These days, it’s becoming harder and harder to find an original video game. In an
era of cookie-cutter 3rd-person shooters and “wannabe Wii” motion-sensor systems, the bar is continually being raised while the standards seem to be lowered. Only two weeks ago, the latest in a long line of these knock-off titles, called simply “Rage,” was released on the Playstation 3, Xbox 360, and PC. Published by Bethesda Softworks and developed by Id Software, “Rage” aims to be an original post-apocalyptic, first-person pseudo-RPG. It is in the same vein as Bethesda’s already familiar “Fallout” game franchise, but with a much heavier focus on action, driving and racing elements, and graphic quality. However, despite the bright, sun-blasted landscape and stunning visuals, “Rage” is sure to evoke it’s titular name in fans of the “Fallout” franchise that it so heavily emulates, despite having no relation it.
The story is relatively simple, the world ended in an apocalyptic catastrophe (in this particular game, a meteor) that left only scattered pockets of humanity left alive and the rest of the planet a vast wasteland populated by mutants, cannibals, and at least one authoritarian remnant of the government- in “Rage,” a group creatively named “The Authority.” You play as a nameless survivor of said catastrophe, one of the lucky few in the world selected to ride out the devastation in a specialized “Ark” (barely distinct from the “Fallout” games’ own “Vaults”). Your character is given a set appearance but no backstory, name, or even a reason for why he (as, unlike a true RPG, you cannot create your character or select it’s gender, ethnicity, skills, or traits) was selected to survive humanity’s downfall. You stumble out into the bright, sun-drenched wasteland to begin your adventure, being greeted by none other than John Goodman voicing a kindly settler named Dan Hagar, and work your way through various areas fighting mutants, tribal raiders, authority soldiers, and other dangers of post-apocalyptia, using various degrees of weaponry and inventions, and discovering secrets and plot points along the way. And while the opening cinematic of the game is incredibly beautiful and of the quality we expect in today’s games, it feels out of place compared to the lackluster story and “rip-off” seeming plot elements. Everything about this game screams to me that the developers were just saying “we loved ‘Fallout’ so we’re making our own” or “we weren’t creative enough to be original” as well as a healthy dose of my own conscious mind begging the question of “where is everybody getting gasoline for their dune buggy’s in a post-apocalyptic wasteland?”

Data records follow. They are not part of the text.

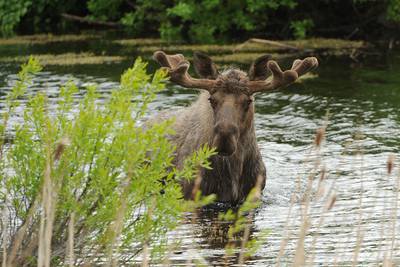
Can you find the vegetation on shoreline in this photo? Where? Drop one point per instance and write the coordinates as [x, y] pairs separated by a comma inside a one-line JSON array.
[[195, 21], [88, 177], [227, 53]]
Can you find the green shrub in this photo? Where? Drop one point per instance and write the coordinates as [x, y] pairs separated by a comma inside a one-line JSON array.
[[90, 166]]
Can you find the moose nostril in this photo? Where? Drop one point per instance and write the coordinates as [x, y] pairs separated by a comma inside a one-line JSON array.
[[226, 129]]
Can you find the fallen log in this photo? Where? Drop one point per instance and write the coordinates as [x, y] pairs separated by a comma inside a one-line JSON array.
[[90, 21]]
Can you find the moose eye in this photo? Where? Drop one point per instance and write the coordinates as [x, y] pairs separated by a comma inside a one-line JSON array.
[[248, 102]]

Driving is a huge element of “Rage,” with a very “Road Warrior” looking flare to the vehicles and equipment, as well as a lot of guns strapped to the various vehicles you’ll own throughout the game’s progression, it is however rarely well-worked into the game’s actual plot. Most of the time you’ll drive from place to place in the game, sure, but the actual action of racing and shooting in a car is rarely needed in these times, and most of the time the exciting portions of racing are played as minigames, accessed through various portions of towns.
All in all, “Rage” just feels like a bad copy of “Fallout” spliced into a haphazard racing game, with no real context or continuity binding the two together. While the graphics are beautiful, the gameplay is solid, and the character models and voice acting are some of the best in the business, I will almost certainly sell this game and wait for “Fallout 4” so that I can enjoy the original wasteland-romping, mutant-blasting, true-RPG that defined the genre. “Rage,” in my humble opinion, earns a 4 out of 10, where points 1-3 are for the graphics, and 4 is for the attempt. A mediocre knockoff with spiffed-up visuals, but a knockoff nonetheless.